The Nvidia Iray Visual Computing Appliance (VCA) combines eight top-end Nvidia GPUs, CPUs and software with a view to massively accelerating the photorealistic rendering tool.
Each Iray VCA plugs into the network and can also be linked together to produce a whopping big render farm for ray tracing in near real time.
At Nvidia’s GTC event this was demonstrated by linking together 19 VCAs and slicing through a massive photorealistic engineering model of a Honda car. The results were hugely impressive, with new high definition views refining almost instantly. However, with each Iray VCA costing $50,000, a set up like this would cost close to $1 million.
Iray render farms are nothing new. At GTC 2013 Nike’s Russell McMurdie shared details of the company’s 24 Tesla C2075 GPU rack, which it uses to accelerate Bunkspeed.
But with Iray VCA it seems Nvidia is going for simplicity and scalability featuring all the hardware and software you need, and claiming little or no technical support is required. Software includes the Iray VCA Cluster Manager, which dynamically allocates Iray VCAs to meet the demands of the day’s workload.
With 8 powerful GPUs in a single box Nvidia is targeting users of Iray-enabled applications who may use one or two Nvidia GPUs inside their workstation but are looking for a shared network resource to deliver a more responsive rendering workflow.
The Iray VCA is Nvidia’s second Virtual Computing Appliance. At GTC 2013 it unveiled the GRID VCA, designed to deliver remote workstations out of a box for small engineering firms.
Full specs of the Nvidia Iray VCA
— GPU: 8 NVIDIA Top End Nvidia GPUs
— GPU Memory: 12GB per GPU
— CUDA Cores: 23,040
— CPU Cores: 20
— System Memory: 256 GB
— Storage: 2TB SSD
— Network: 2 x 1GigE, 2 x 10GigE (SFP+), 1 x InfiniBand
— Installed Software: Linux Cent OS, Iray, Iray VCA Cluster Manager
Honda R&D
Honda Research and Development’s styling design department is an initial user of the Nvidia Iray VCA, with a prototype cluster made up of 25 nodes to refine styling designs on future cars.

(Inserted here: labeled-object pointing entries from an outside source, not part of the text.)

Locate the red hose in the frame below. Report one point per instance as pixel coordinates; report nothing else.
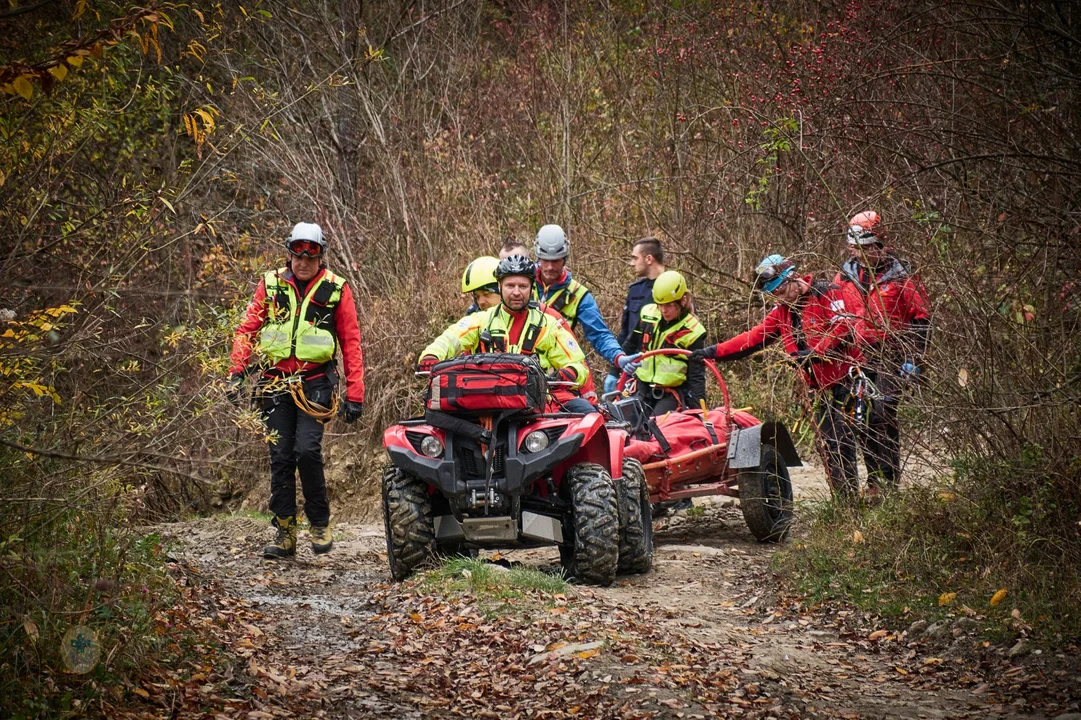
(675, 350)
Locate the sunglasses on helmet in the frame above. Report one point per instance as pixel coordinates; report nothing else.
(298, 248)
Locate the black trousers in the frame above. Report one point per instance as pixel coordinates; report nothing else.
(837, 442)
(881, 437)
(297, 448)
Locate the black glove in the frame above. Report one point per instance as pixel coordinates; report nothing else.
(235, 388)
(704, 352)
(351, 411)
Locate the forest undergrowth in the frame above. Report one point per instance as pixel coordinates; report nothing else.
(154, 157)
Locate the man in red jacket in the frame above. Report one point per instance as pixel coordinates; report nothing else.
(299, 317)
(815, 329)
(893, 336)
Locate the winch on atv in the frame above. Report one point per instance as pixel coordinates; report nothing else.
(494, 464)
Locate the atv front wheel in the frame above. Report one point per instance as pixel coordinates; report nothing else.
(406, 511)
(636, 520)
(595, 554)
(765, 497)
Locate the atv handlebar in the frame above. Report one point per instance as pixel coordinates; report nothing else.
(675, 350)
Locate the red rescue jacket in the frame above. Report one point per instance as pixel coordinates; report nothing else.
(895, 304)
(346, 329)
(818, 333)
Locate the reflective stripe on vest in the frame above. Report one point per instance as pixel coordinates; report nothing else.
(496, 342)
(565, 301)
(666, 370)
(304, 330)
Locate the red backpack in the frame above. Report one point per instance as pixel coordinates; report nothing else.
(488, 383)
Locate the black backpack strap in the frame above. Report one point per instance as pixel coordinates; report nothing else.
(324, 292)
(658, 436)
(531, 338)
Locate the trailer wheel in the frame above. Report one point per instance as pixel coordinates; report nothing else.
(636, 520)
(765, 497)
(594, 555)
(406, 512)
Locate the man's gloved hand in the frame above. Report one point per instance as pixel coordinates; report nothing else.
(909, 370)
(350, 411)
(704, 352)
(610, 383)
(235, 388)
(629, 363)
(564, 375)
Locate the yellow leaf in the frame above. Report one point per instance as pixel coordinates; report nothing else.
(23, 87)
(30, 627)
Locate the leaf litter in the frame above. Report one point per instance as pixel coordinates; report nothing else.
(330, 637)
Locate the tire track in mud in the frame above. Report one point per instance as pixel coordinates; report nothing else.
(706, 634)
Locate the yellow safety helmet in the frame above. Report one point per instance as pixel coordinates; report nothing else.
(480, 275)
(668, 288)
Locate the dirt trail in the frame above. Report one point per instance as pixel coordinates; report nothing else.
(706, 634)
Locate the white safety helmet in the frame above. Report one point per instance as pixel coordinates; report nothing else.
(308, 231)
(551, 243)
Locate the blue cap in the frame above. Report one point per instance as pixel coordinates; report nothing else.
(772, 271)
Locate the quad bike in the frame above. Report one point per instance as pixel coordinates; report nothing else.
(491, 465)
(719, 452)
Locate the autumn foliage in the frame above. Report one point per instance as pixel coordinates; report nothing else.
(152, 158)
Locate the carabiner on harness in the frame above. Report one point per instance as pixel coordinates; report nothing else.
(862, 396)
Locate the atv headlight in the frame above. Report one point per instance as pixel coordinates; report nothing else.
(431, 447)
(535, 441)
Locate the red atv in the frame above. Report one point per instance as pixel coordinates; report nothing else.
(720, 452)
(490, 465)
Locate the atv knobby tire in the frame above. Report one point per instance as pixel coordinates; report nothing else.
(594, 555)
(406, 510)
(636, 520)
(765, 497)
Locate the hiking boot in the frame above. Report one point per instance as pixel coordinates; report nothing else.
(322, 540)
(284, 543)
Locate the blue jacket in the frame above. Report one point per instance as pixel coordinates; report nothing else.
(589, 317)
(639, 294)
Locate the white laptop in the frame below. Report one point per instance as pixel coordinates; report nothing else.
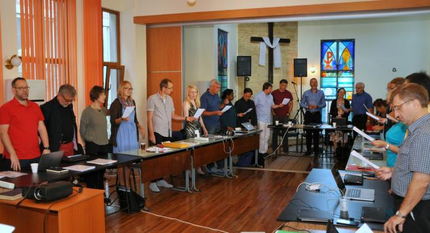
(358, 194)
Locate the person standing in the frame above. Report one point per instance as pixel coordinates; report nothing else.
(281, 114)
(313, 101)
(243, 105)
(124, 130)
(360, 101)
(160, 112)
(212, 104)
(60, 121)
(21, 120)
(410, 176)
(264, 105)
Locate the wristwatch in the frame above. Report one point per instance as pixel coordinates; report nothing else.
(400, 215)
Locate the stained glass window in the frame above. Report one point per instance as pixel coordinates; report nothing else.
(337, 69)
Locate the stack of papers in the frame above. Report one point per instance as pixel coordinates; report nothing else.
(102, 161)
(79, 168)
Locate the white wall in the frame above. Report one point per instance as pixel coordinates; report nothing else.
(381, 45)
(150, 7)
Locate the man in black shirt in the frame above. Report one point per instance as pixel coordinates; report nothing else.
(243, 105)
(60, 121)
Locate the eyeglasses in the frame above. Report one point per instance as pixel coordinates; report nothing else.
(22, 88)
(398, 107)
(68, 100)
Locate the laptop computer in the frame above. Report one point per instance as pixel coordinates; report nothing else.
(50, 160)
(358, 194)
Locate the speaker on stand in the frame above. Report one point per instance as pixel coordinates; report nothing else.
(244, 67)
(300, 70)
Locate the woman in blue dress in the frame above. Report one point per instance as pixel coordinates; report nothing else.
(124, 130)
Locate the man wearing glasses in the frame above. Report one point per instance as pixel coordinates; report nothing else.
(60, 121)
(20, 123)
(410, 176)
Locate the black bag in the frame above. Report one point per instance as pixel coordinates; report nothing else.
(135, 201)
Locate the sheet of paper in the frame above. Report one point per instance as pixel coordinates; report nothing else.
(373, 116)
(127, 112)
(392, 118)
(342, 107)
(363, 159)
(226, 108)
(285, 101)
(247, 111)
(199, 113)
(363, 134)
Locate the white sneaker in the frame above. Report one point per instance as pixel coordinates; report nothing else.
(163, 183)
(154, 188)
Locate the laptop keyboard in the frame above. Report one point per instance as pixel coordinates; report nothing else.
(353, 192)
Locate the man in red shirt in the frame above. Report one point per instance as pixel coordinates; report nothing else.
(281, 114)
(21, 121)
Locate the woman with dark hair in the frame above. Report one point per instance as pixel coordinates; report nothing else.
(228, 119)
(93, 126)
(340, 107)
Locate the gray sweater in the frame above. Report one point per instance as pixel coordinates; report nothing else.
(93, 127)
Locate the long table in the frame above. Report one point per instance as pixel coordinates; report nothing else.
(304, 199)
(197, 153)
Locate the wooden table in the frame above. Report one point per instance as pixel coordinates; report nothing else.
(83, 212)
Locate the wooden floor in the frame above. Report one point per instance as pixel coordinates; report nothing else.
(252, 202)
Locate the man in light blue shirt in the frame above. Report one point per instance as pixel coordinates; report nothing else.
(264, 104)
(313, 101)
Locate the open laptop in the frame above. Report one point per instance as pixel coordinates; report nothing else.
(358, 194)
(50, 160)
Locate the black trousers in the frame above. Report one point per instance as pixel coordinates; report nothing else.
(312, 134)
(279, 132)
(359, 121)
(421, 215)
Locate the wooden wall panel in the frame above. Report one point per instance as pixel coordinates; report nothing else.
(164, 49)
(153, 86)
(164, 60)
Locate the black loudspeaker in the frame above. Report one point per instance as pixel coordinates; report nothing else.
(48, 192)
(300, 67)
(243, 65)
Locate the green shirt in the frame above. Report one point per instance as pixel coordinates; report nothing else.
(93, 127)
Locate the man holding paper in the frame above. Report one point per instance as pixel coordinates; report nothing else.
(313, 101)
(246, 109)
(160, 113)
(410, 176)
(264, 105)
(284, 97)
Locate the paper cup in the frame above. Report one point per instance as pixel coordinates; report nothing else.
(34, 167)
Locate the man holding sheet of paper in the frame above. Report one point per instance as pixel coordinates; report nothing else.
(360, 101)
(313, 101)
(245, 109)
(284, 97)
(410, 177)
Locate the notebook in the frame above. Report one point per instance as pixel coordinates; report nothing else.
(358, 194)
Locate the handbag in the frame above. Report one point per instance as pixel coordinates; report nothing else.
(129, 200)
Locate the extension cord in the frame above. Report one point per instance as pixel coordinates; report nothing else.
(4, 184)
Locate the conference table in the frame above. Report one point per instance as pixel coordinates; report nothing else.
(193, 154)
(329, 202)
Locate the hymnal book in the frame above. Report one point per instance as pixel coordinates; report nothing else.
(79, 168)
(11, 195)
(58, 170)
(102, 161)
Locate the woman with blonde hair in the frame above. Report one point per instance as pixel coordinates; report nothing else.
(190, 106)
(124, 130)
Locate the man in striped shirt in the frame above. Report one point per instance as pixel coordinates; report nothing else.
(410, 176)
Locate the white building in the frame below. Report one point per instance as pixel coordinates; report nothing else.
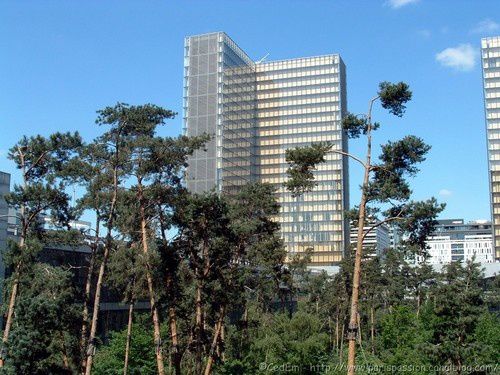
(490, 48)
(376, 240)
(453, 241)
(257, 110)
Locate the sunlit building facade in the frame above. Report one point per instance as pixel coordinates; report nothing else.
(453, 240)
(491, 79)
(255, 112)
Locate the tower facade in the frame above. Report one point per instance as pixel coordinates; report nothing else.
(255, 111)
(490, 52)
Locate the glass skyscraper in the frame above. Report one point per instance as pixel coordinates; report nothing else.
(255, 111)
(490, 48)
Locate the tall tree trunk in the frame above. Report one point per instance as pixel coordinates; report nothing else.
(129, 336)
(199, 329)
(337, 331)
(176, 356)
(372, 328)
(342, 343)
(10, 312)
(215, 340)
(149, 278)
(353, 324)
(102, 268)
(17, 271)
(97, 304)
(86, 297)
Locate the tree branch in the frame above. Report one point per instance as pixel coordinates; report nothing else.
(350, 155)
(397, 217)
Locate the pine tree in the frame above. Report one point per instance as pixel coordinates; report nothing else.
(384, 183)
(458, 307)
(42, 162)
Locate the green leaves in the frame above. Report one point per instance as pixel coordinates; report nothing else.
(303, 161)
(401, 156)
(393, 97)
(354, 125)
(399, 160)
(418, 222)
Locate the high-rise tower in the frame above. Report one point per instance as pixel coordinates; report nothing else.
(255, 111)
(490, 48)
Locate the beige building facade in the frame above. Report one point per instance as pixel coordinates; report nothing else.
(258, 110)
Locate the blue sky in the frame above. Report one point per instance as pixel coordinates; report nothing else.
(60, 61)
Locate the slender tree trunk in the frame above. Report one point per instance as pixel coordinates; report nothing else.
(215, 341)
(102, 268)
(17, 271)
(199, 329)
(418, 304)
(341, 356)
(353, 324)
(149, 278)
(337, 332)
(372, 328)
(10, 311)
(129, 336)
(97, 303)
(86, 297)
(176, 356)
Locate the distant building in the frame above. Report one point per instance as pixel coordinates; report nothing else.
(376, 240)
(4, 212)
(113, 314)
(490, 48)
(455, 241)
(255, 111)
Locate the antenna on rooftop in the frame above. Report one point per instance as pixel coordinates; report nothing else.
(263, 59)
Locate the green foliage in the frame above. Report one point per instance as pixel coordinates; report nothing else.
(402, 338)
(279, 339)
(109, 358)
(354, 125)
(394, 96)
(303, 161)
(458, 306)
(43, 339)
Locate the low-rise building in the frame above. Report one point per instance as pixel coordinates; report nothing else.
(376, 241)
(454, 241)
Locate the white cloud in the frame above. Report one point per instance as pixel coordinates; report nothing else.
(395, 4)
(424, 33)
(486, 26)
(445, 192)
(462, 57)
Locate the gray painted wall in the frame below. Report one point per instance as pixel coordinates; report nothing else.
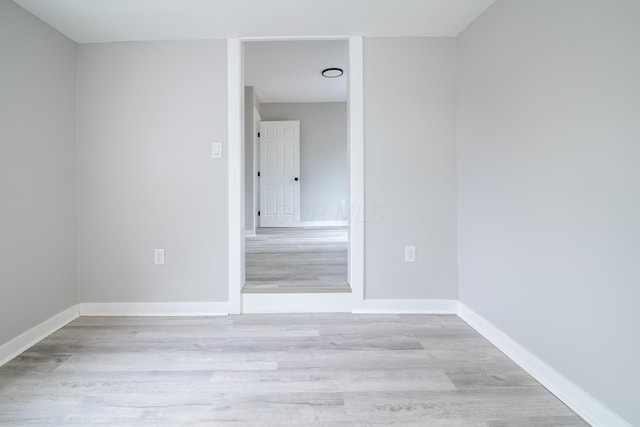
(549, 186)
(410, 167)
(147, 115)
(324, 170)
(38, 272)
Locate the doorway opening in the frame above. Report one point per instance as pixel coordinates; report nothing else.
(327, 236)
(296, 168)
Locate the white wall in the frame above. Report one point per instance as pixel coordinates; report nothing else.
(549, 186)
(410, 167)
(37, 172)
(147, 114)
(324, 171)
(251, 128)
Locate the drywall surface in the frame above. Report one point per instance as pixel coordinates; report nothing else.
(147, 114)
(549, 186)
(410, 167)
(38, 263)
(324, 171)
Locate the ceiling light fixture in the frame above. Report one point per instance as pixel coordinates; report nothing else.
(332, 73)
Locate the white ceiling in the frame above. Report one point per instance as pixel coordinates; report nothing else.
(291, 71)
(87, 21)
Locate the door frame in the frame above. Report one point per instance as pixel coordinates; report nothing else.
(235, 167)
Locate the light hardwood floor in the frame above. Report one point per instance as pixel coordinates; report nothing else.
(273, 370)
(296, 260)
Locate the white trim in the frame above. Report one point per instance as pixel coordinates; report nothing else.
(154, 309)
(291, 38)
(296, 303)
(28, 339)
(324, 223)
(356, 171)
(407, 306)
(235, 99)
(235, 77)
(581, 402)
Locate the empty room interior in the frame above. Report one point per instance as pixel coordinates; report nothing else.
(296, 185)
(444, 231)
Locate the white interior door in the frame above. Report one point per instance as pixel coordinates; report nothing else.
(280, 174)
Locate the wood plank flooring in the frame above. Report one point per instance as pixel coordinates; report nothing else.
(296, 260)
(273, 370)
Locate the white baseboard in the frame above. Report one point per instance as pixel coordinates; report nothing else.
(581, 402)
(406, 306)
(36, 334)
(324, 223)
(296, 303)
(154, 309)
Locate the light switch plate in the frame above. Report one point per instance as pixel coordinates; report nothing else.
(409, 254)
(216, 150)
(158, 256)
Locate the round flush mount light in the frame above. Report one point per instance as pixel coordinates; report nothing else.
(332, 73)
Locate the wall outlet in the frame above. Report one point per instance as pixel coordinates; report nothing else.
(158, 256)
(409, 254)
(216, 150)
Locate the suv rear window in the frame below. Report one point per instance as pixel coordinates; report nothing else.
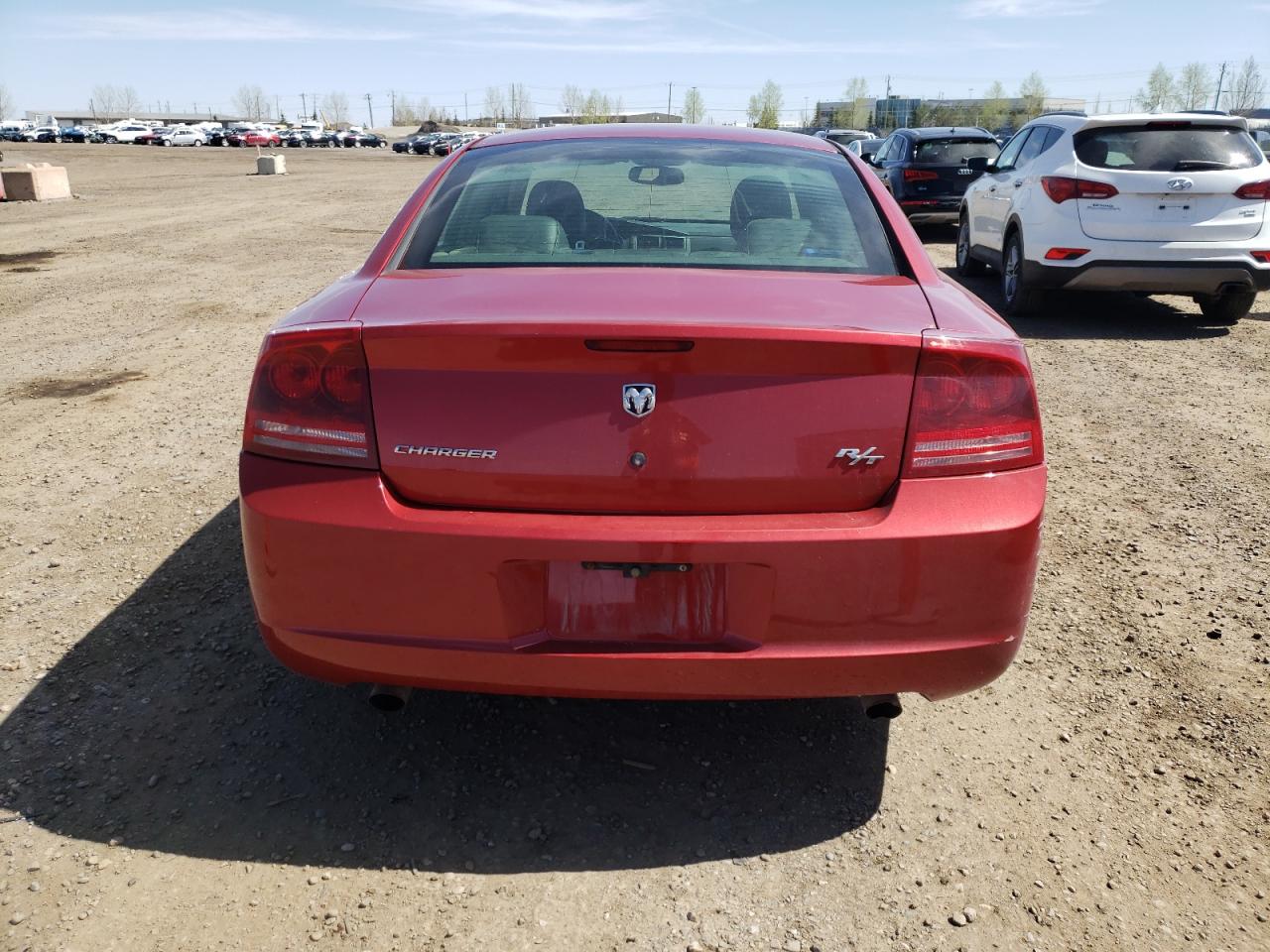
(1167, 146)
(621, 202)
(953, 151)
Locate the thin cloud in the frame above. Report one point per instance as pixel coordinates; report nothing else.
(578, 12)
(235, 24)
(1025, 9)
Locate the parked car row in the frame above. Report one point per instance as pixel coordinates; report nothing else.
(435, 143)
(309, 135)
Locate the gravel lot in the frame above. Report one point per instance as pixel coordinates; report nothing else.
(166, 785)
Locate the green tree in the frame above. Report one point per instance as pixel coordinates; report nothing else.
(1247, 87)
(996, 107)
(1160, 91)
(694, 105)
(1034, 93)
(765, 107)
(1194, 86)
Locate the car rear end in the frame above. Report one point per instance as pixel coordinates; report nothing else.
(1159, 204)
(931, 184)
(608, 467)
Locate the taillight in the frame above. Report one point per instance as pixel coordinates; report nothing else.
(1062, 188)
(1066, 254)
(1254, 189)
(974, 409)
(310, 398)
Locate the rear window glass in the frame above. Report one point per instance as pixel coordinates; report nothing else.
(953, 151)
(1167, 148)
(651, 202)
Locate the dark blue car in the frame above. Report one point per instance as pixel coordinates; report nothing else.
(926, 169)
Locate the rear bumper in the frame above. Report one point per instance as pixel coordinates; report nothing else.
(1196, 277)
(928, 594)
(930, 211)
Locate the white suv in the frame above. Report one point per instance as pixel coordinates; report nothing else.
(1156, 203)
(186, 136)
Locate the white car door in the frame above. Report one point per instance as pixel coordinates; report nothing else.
(996, 191)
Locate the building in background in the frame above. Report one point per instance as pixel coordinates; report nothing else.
(86, 117)
(615, 117)
(899, 112)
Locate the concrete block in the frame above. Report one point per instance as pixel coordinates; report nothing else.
(271, 166)
(36, 182)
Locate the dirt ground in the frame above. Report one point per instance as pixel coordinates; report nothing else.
(164, 784)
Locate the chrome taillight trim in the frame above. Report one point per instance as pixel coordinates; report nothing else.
(940, 445)
(965, 458)
(324, 448)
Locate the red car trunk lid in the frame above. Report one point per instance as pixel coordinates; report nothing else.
(753, 393)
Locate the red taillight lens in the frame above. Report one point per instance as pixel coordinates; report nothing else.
(310, 398)
(974, 409)
(1254, 189)
(1066, 254)
(1061, 188)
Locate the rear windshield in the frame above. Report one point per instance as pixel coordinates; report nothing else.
(953, 151)
(1167, 148)
(651, 202)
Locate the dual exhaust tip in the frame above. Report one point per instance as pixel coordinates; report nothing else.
(391, 698)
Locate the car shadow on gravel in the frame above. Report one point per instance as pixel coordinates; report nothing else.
(1097, 316)
(171, 728)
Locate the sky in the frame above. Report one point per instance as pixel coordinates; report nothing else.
(186, 56)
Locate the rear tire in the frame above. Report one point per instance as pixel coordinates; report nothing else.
(1225, 308)
(1020, 298)
(966, 264)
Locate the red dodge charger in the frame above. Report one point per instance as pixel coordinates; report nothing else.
(644, 412)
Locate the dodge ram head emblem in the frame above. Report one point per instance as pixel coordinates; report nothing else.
(639, 399)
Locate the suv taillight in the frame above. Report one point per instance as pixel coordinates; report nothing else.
(1062, 188)
(974, 409)
(310, 398)
(1254, 189)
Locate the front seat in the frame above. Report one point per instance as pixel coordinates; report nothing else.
(562, 200)
(757, 197)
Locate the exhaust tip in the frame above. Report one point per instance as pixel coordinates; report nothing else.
(881, 707)
(389, 698)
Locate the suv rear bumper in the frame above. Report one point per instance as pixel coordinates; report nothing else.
(929, 593)
(1197, 277)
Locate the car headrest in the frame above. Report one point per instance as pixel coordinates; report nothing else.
(520, 234)
(758, 197)
(559, 199)
(779, 238)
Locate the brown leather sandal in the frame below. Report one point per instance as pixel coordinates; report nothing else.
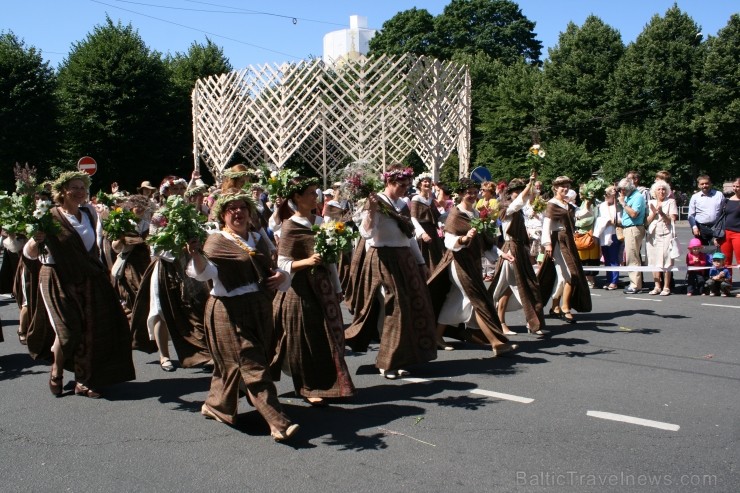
(56, 384)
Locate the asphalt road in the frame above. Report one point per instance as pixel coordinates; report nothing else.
(533, 421)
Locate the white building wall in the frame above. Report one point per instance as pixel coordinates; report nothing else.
(348, 43)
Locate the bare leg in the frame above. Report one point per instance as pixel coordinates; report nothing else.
(162, 337)
(567, 292)
(501, 309)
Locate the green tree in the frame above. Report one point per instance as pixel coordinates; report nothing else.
(201, 60)
(575, 85)
(653, 89)
(505, 117)
(116, 107)
(28, 109)
(410, 31)
(497, 28)
(718, 100)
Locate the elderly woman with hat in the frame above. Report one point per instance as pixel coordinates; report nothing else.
(458, 293)
(238, 318)
(562, 267)
(517, 277)
(91, 335)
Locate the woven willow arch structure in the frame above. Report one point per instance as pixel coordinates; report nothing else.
(375, 109)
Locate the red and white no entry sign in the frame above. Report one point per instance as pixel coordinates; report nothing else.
(87, 165)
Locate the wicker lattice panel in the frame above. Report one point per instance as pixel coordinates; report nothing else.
(377, 109)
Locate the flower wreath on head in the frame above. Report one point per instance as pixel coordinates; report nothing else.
(300, 187)
(198, 189)
(67, 177)
(420, 178)
(177, 181)
(397, 174)
(225, 198)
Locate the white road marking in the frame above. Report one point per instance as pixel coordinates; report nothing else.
(723, 306)
(631, 419)
(499, 395)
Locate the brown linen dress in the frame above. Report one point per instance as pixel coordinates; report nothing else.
(308, 323)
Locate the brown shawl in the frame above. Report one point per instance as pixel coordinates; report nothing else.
(580, 299)
(235, 266)
(467, 261)
(428, 217)
(85, 310)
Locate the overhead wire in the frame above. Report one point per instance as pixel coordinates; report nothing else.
(199, 30)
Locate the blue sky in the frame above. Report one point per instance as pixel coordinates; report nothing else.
(266, 31)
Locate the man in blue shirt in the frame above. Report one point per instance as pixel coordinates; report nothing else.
(705, 208)
(634, 210)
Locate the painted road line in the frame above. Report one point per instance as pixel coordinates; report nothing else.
(631, 419)
(499, 395)
(723, 306)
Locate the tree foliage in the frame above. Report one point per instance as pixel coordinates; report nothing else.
(654, 88)
(116, 106)
(28, 109)
(497, 28)
(575, 86)
(410, 31)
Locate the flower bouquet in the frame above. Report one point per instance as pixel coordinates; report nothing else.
(536, 153)
(276, 181)
(333, 238)
(118, 223)
(43, 222)
(359, 180)
(176, 224)
(485, 223)
(14, 212)
(539, 205)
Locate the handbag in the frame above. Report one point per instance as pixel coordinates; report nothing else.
(718, 228)
(584, 241)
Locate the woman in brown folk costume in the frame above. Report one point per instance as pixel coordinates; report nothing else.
(389, 294)
(132, 254)
(425, 216)
(517, 278)
(308, 317)
(337, 209)
(561, 257)
(238, 319)
(91, 332)
(169, 304)
(456, 286)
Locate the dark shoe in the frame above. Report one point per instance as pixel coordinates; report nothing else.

“For our styling design requirements, we developed specialised tools that run alongside our RTT global standard platform,” said Daisuke Ide, at Honda Research and Development. “Our TOPS tool, which uses Nvidia Iray on our Nvidia GPU cluster, enables us to evaluate our original design data as if it were real. This allows us to explore more designs so we can create better designs faster and more affordably.”